On Tuesday, 12 December 2017 at 13:50:42 UTC, Bastiaan Veelo wrote:
On Tuesday, 12 December 2017 at 11:48:24 UTC, Chris wrote:
On Tuesday, 12 December 2017 at 11:33:45 UTC, Jonathan M Davis wrote:

And then you have to worry about something like int* screwing with things, because the compiler decides that you wanted italics. Honestly, I don't think that something like $(I foo) is very onerous - it's not all that different from <i>foo</i> or [i]foo[/i] (which plenty of folks are familiar with), but it's shorter and less visually noisy - and it doesn't risk having stuff that isn't supposed to be markdown being treated as markdown.

[...]

Try this one (paste it into http://spec.commonmark.org/dingus/):

# CommonMark

```
    int* ptr;
```
`int*` is a pointer to an integer.

int* is a pointer to an integer.

Coming up with a counter example is easy.

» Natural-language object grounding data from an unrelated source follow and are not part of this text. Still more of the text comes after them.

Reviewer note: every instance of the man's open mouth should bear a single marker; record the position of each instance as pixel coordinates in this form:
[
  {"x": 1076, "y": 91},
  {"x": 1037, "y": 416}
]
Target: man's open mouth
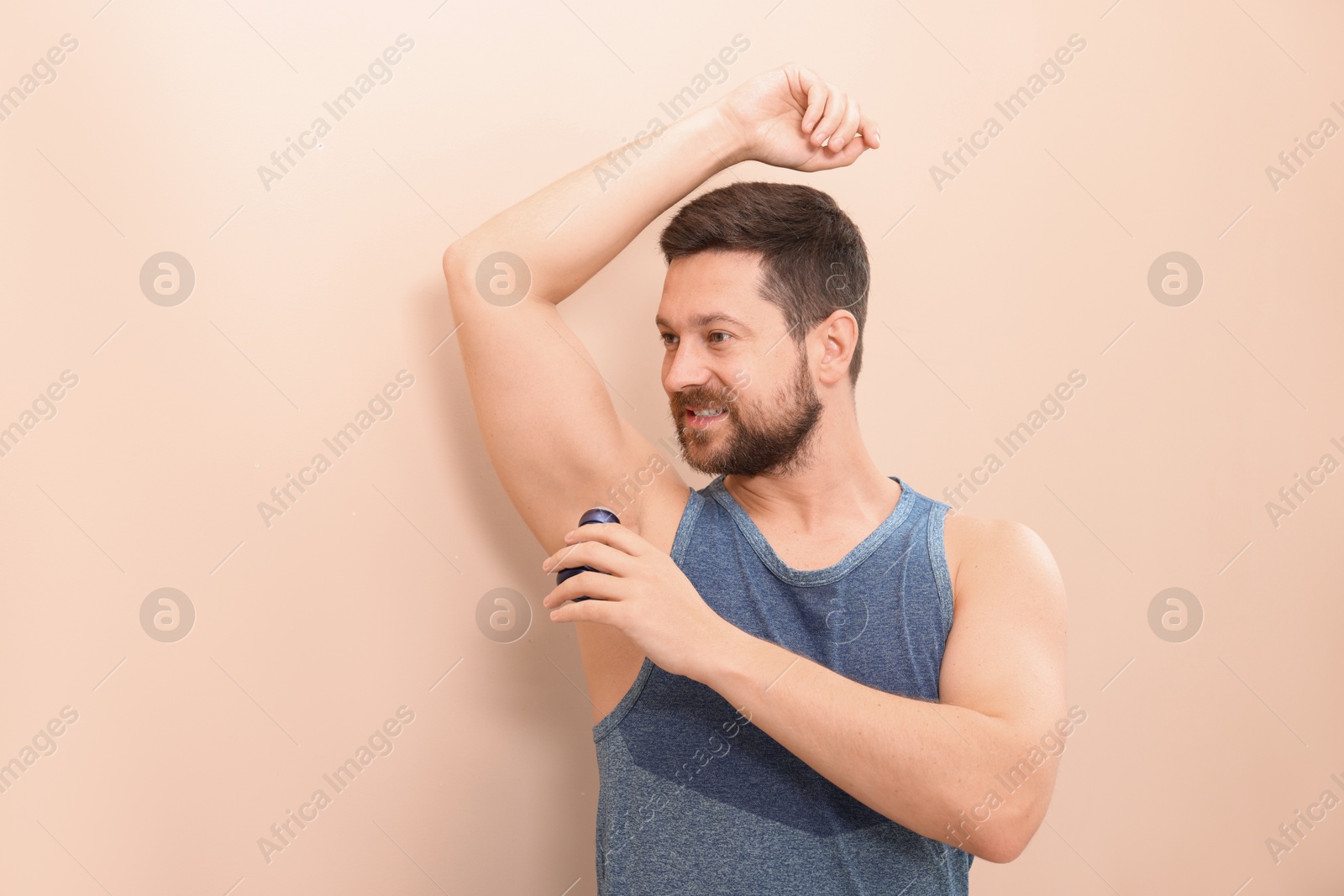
[{"x": 702, "y": 417}]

Try this:

To dereference a pointer variable, write *i. To define a pointer variable, write int* i.

Inserting backticks obviously solves this and personally I would be fine with that requirement, but Markdown is not completely harmless. The above line comes out totally as not intended.

Like with regex, you can always escape characters with special meanings:

To dereference a pointer variable, write \*i. To define a pointer variable, write int* i

However, as you said, code would be between back ticks anyway, and even $(I int) can be messed up, if you're not careful with brackets and spaces etc. - which is true of _any_ markup language. By saying "the compiler decides" to do something that wasn't intended after the programmer has not been careful with the syntax, you can dismiss _any_ syntax, including D's.

Also, to dismiss CommonMark on the grounds that it is not standardized yet (officially) while millions of programmers are familiar with it an use it on GitHub doesn't make much sense, especially while Ddoc is nowhere near CommonMark in terms of usage, familiarity, ease of use and popularity.